Reproduction is one of the mechanisms that drives adaptation. At first, the new adaptation will only be found in a single individual. In order for that adaptation to become common in the population the original carrier has to pass that trait on, and the descendants of that original carrier have to do the same. If the carriers of that new adaptation reproduce more than those without then the adaptation becomes fixed in the population.


I got that. I feel like we’re discussing what came first - the chicken or the egg?

I just noticed something -

Is fitness relative to its own species at a specific time or relative to its ancestor?

The egg came first. The ancestors of chickens were not chickens, but they laid eggs. The reason that chickens lay eggs is that they are the descendants of egg layers. Again, reproduction.

It is relative to all of the members of a species that are living at the same time in the same environment. For example, human skin color correlates with latitude. Higher melanin protects against the damaging effects of the sun near the equator while less melanin allows for higher vitamin D production in the higher latitudes.

I can’t think of a reason to compare traits to ancestors, but others may have examples.


Both can be measured, but obviously what drives the evolution of some population over generations is the competition among all individuals currently present and competing for resources.


Now you are changing definitions. What’s actually measured along the y-axis in that experiment?

How is it comparing one trait to another currently present?
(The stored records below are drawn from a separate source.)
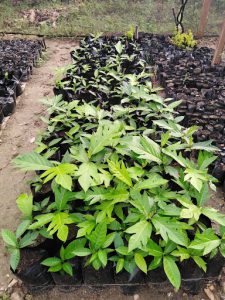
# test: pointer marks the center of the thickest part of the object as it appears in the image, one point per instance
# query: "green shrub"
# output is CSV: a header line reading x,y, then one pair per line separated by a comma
x,y
184,40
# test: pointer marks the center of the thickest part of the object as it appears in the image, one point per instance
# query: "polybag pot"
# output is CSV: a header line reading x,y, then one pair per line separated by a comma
x,y
97,279
192,276
130,283
30,271
1,114
8,106
67,283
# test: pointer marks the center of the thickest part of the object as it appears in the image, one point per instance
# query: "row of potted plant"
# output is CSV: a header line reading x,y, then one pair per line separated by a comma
x,y
120,187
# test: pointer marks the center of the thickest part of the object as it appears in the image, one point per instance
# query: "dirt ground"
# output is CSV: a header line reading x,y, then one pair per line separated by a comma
x,y
18,137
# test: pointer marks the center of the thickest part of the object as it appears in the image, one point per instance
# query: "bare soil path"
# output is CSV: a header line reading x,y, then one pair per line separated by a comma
x,y
18,137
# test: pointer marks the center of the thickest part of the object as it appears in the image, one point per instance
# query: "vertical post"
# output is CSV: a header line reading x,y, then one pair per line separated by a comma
x,y
204,17
220,46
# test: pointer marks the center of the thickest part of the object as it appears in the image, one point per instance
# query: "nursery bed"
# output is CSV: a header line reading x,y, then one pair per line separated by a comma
x,y
91,278
17,59
18,136
188,75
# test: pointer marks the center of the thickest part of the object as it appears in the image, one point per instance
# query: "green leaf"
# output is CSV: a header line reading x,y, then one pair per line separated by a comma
x,y
25,204
205,241
154,249
62,174
59,224
141,233
109,239
155,180
28,239
41,220
172,229
119,170
9,238
206,145
140,262
119,47
155,263
214,215
81,252
32,162
200,262
164,138
67,268
123,250
22,227
14,259
88,175
146,149
102,255
51,261
56,268
98,236
172,271
107,134
119,265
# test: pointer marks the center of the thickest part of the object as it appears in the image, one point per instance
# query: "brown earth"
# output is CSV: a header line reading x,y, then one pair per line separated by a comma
x,y
18,137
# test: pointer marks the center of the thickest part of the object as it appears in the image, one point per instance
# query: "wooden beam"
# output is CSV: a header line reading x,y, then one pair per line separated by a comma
x,y
220,46
204,17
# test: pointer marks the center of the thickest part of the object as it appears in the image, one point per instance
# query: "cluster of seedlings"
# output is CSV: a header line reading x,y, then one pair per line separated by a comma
x,y
17,59
121,188
189,75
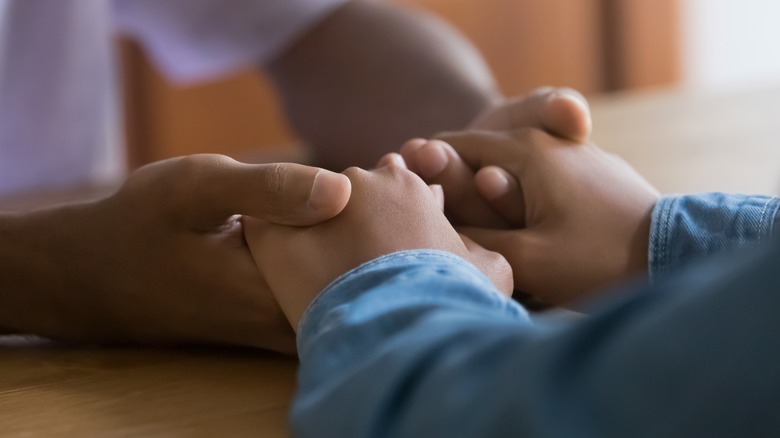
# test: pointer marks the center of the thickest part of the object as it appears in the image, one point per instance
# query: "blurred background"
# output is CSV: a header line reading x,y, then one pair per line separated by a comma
x,y
596,46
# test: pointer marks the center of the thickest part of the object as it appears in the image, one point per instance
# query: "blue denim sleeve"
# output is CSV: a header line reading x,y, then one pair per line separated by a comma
x,y
687,228
419,344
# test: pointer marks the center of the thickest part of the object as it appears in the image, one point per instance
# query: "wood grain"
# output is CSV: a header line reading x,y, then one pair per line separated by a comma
x,y
682,142
57,391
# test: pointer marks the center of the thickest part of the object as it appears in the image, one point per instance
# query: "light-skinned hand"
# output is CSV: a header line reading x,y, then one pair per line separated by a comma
x,y
391,209
579,216
562,112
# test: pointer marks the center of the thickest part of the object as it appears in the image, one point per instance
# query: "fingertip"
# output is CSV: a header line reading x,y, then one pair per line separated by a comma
x,y
432,159
567,114
438,195
492,182
392,159
330,193
409,152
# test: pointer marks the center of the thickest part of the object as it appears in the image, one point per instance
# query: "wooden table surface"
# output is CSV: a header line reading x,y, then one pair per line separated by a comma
x,y
681,142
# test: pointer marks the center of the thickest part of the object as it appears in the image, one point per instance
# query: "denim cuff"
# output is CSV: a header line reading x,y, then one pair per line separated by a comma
x,y
398,279
687,228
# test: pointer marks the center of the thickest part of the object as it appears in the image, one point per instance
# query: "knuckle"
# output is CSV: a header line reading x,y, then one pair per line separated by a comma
x,y
355,173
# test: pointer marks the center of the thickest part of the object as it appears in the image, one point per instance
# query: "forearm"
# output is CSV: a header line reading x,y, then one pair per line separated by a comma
x,y
38,260
687,228
373,75
433,351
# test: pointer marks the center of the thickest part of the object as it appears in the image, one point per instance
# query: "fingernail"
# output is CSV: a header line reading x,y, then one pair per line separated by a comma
x,y
433,160
572,97
398,160
328,189
495,183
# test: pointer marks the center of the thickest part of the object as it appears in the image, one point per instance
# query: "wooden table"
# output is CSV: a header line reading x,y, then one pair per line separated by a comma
x,y
681,142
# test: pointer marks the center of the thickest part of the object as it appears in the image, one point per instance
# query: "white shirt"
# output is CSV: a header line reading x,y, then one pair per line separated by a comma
x,y
59,109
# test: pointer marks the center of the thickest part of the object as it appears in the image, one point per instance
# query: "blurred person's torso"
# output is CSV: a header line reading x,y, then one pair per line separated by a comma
x,y
58,99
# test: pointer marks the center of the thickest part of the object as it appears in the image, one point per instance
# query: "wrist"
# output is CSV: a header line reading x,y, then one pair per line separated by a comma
x,y
39,255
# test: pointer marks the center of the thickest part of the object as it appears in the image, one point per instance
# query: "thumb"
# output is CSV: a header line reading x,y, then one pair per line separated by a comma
x,y
492,264
560,111
281,193
517,246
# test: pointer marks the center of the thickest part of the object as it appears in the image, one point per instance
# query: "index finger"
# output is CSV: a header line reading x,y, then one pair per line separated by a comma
x,y
217,187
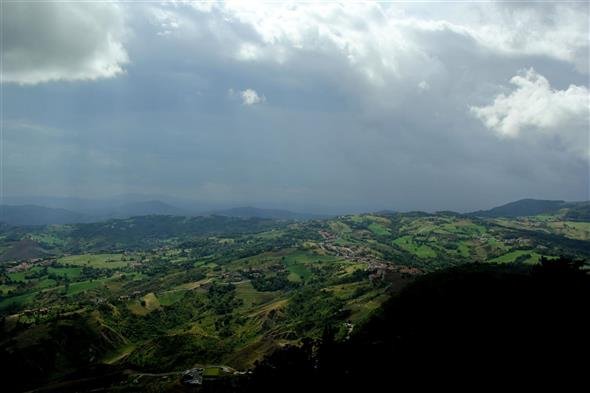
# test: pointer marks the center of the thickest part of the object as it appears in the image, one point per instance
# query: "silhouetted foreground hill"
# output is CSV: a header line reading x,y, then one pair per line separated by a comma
x,y
477,322
474,326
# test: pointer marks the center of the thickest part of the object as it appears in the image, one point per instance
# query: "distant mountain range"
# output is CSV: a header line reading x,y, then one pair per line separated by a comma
x,y
39,215
32,214
531,207
42,215
277,214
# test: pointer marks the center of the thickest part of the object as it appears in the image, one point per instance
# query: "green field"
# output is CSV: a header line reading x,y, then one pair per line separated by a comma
x,y
99,261
420,250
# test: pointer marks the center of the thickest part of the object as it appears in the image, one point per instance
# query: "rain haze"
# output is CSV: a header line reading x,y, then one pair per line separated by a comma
x,y
315,107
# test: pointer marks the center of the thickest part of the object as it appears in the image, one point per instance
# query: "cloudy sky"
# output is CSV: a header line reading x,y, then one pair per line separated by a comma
x,y
308,106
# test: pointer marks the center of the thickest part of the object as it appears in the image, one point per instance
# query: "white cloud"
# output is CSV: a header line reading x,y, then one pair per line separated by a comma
x,y
423,86
62,41
384,41
535,106
248,96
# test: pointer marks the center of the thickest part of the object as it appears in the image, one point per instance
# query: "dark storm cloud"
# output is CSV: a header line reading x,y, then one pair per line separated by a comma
x,y
363,108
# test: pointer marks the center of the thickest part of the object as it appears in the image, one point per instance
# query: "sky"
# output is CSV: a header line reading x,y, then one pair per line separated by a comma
x,y
319,107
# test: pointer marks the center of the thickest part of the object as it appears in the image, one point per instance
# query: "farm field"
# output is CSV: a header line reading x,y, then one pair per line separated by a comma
x,y
226,293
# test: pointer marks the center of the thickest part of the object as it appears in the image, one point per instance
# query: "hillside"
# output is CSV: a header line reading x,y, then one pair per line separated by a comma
x,y
225,292
533,207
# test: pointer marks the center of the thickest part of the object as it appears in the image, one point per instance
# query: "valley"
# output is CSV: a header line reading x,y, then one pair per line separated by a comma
x,y
157,295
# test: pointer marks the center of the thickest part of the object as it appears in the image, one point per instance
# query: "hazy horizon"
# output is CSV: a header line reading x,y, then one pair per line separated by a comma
x,y
320,108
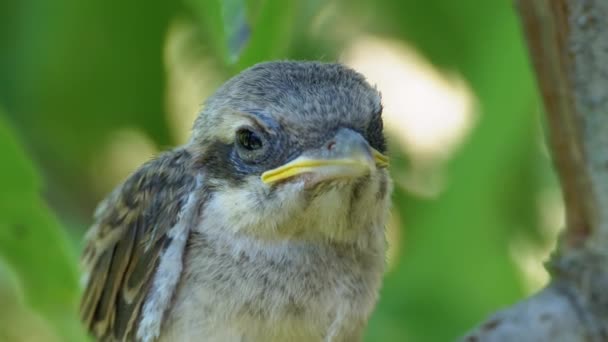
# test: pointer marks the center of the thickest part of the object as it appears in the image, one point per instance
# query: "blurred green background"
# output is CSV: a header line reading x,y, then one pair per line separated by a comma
x,y
91,89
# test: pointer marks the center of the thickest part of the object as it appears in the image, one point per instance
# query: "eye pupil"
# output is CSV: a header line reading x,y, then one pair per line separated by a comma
x,y
249,140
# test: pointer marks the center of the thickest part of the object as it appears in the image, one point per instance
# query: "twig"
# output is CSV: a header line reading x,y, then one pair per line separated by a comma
x,y
568,43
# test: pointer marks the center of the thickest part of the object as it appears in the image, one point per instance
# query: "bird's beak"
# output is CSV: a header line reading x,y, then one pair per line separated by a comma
x,y
346,155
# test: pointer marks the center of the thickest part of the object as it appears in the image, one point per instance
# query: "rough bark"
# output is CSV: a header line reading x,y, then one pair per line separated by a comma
x,y
568,44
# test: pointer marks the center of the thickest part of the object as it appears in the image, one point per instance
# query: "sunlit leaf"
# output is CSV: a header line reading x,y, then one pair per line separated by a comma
x,y
33,243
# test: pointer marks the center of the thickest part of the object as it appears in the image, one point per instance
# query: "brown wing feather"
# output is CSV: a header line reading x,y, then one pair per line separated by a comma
x,y
124,244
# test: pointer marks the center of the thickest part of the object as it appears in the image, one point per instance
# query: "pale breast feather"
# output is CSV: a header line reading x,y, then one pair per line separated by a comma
x,y
133,254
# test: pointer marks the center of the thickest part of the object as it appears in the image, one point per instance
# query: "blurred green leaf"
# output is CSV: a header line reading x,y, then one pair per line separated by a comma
x,y
270,32
33,243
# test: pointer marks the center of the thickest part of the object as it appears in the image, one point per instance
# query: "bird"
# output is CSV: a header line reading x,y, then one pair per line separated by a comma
x,y
268,224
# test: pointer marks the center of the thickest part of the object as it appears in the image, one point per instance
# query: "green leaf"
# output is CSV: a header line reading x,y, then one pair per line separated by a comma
x,y
33,243
246,32
270,32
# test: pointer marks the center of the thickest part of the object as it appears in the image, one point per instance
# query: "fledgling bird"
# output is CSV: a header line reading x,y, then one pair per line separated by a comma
x,y
268,225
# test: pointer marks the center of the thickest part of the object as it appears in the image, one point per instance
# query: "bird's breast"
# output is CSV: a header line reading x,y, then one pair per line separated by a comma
x,y
284,291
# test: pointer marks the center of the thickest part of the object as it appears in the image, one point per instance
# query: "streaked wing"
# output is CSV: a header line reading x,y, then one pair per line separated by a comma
x,y
126,241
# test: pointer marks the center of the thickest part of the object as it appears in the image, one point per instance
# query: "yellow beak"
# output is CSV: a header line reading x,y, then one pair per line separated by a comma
x,y
346,155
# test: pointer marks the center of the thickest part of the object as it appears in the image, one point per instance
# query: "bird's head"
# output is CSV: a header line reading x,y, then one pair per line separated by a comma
x,y
294,150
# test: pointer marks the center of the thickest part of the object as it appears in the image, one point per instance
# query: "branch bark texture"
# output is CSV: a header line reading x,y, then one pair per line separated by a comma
x,y
568,44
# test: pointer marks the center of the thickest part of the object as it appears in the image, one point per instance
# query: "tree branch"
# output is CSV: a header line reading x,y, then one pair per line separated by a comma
x,y
568,43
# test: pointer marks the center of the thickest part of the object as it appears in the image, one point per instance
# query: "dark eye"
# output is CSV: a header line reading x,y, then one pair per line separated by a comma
x,y
248,140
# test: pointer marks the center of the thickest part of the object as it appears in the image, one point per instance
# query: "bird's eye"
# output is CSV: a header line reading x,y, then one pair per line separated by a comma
x,y
248,140
251,145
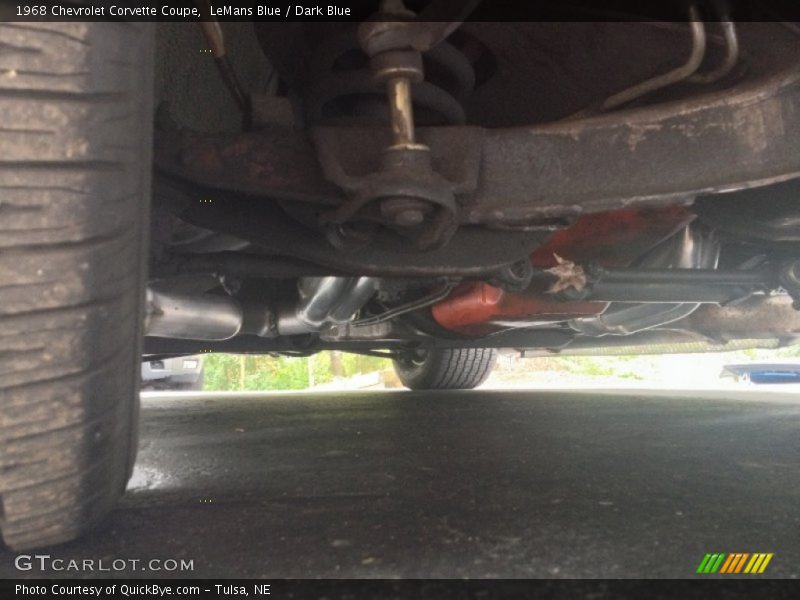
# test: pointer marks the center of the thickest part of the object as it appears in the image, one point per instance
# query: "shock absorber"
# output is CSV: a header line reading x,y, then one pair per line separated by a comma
x,y
410,194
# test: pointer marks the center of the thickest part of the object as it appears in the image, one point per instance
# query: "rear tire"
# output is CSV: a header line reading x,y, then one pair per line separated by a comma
x,y
75,162
445,368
I thought evolution, in terms of competition, was a dead idea as well.

Better to say allele.


No, I haven’t changed the definition at all. I’ve told you what drives evolution, and how they measure fitness in that experiment.

Relative fitness, in direct competition between descendant at some generation (shown on the X axis) and ancestor used that founded the experiment.

Then you thought wrong. Why did you think that?


You should take that up with Sanford, then. The definition is crystal-clear.

What do you think about the evolution of the sexual dimorphism and dances of male Birds of Paradise?

That’s entirely about reproduction. I got to see two species last March, btw. They are incredible.


This is a different definition than relative fitness above. It changes the definition to survival rather than a comparison of reproduction amongst species with different traits.

The emphasis on reproduction is important to understand how evolution works and how natural selection contributes to the evolutionary process. It’s not meant to imply that is the only interesting aspect of evolution. Nor that natural selection is the only process that can or does contribute to evolution.

Yes I think so too, and those are also interesting questions to ask. How, historically, did some adaptive trait evolve? But to answer that question we need to consider the ancestor in the environment it used to be part of over the period of time when that trait first evolved. This is where we need to consider reproduction again, and the environment in which this evolution occurs.


Than what definition above?

No, I haven’t changed the definition to survival rather than comparison of reproduction. I have a hard time believing you are this bad at reading comprehension. What’s really bothering you?